Juninho

Personal information
- Full name: Carlos Jamisson Teles dos Santos Júnior
- Date of birth: 29 July 1995 (age 31)
- Place of birth: Aracaju, Brazil
- Height: 1.77 m (5 ft 10 in)
- Position: Left back

Team information
- Current team: Falcon

Youth career
- 2013: Vitória
- 2015: Corinthians
- 2015: Bahia

Senior career*
- Years: Team / Apps / (Gls)
- 2015: Flamengo-SP / 10 / (0)
- 2016: Bahia de Feira / 8 / (0)
- 2016: Confiança / 1 / (0)
- 2017: Freipaulistano / 18 / (1)
- 2018: Itabaiana / 24 / (1)
- 2018–2020: Paraná / 41 / (0)
- 2021–2025: Pyunik / 92 / (5)
- 2026–: Falcon

= Juninho (footballer, born July 1995) =

Brazilian footballer

Carlos Jamisson Teles dos Santos Júnior (born 29 July 1995), known as Juninho, is a Brazilian footballer who plays as a left back for Falcon.
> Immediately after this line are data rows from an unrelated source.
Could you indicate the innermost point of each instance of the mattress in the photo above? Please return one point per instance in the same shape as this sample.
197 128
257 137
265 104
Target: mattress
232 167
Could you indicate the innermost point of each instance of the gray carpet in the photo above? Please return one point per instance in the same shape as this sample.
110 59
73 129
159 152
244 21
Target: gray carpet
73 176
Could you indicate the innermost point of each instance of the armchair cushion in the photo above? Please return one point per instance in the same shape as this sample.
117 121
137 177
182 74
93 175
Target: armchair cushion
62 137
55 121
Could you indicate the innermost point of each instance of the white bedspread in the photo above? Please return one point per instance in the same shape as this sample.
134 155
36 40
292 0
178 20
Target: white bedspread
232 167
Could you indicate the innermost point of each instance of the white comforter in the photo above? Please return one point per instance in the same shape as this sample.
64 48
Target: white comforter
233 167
He played mostly in the lower leagues of his country, apart from 11 games in Campeonato Brasileiro Série A for Paraná Clube in 2018. In 2021, he moved to Pyunik, where he won the Armenian Premier League twice.

==Career==
===Early career===
Born in Aracaju in the state of Sergipe, Juninho played in the youth teams of Vitória, Corinthians and Bahia. He made his senior debut in 2015 with Flamengo-SP in the Campeonato Paulista Série A3.

===Paraná===
In December 2017, Juninho returned to his home state, signing for Itabaiana. His team finished as runners-up in the Campeonato Sergipano, as well as competing in the Campeonato Brasileiro Série D and Copa do Nordeste. This led to a trial at Paraná Clube in August 2018, due to an agreement between the two clubs. He made his Campeonato Brasileiro Série A debut on 10 October in a 1–1 home draw with Vasco da Gama, and commented that manager Claudinei Oliveira had brought him in to combine with Mansur on counter-attacks. He finished the season with 11 appearances as Paraná were relegated, contributing assists against Cruzeiro, Botafogo and Palmeiras.

===Pyunik===
After the 2020 season in the Campeonato Brasileiro Série B, Juninho was released by Paraná and remained without a club until June 2021, when the 25-year-old moved abroad for the first time and joined Pyunik of the Armenian Premier League. He won the league in his first season, and on 26 July 2022 he scored his first UEFA Champions League goal in a 4–1 win away to F91 Dudelange of Luxembourg in the second qualifying round. After the team dropped into the UEFA Conference League group stage, he scored again in a 2–0 win at home to Žalgiris on 6 October. His team won the league again in 2023–24.

On 2 August 2025, Pyunik announced that Juninho had left the club.

===Falcon===
On 22 July 2026, Campeonato Sergipano club Falcon announced the signing of Juninho.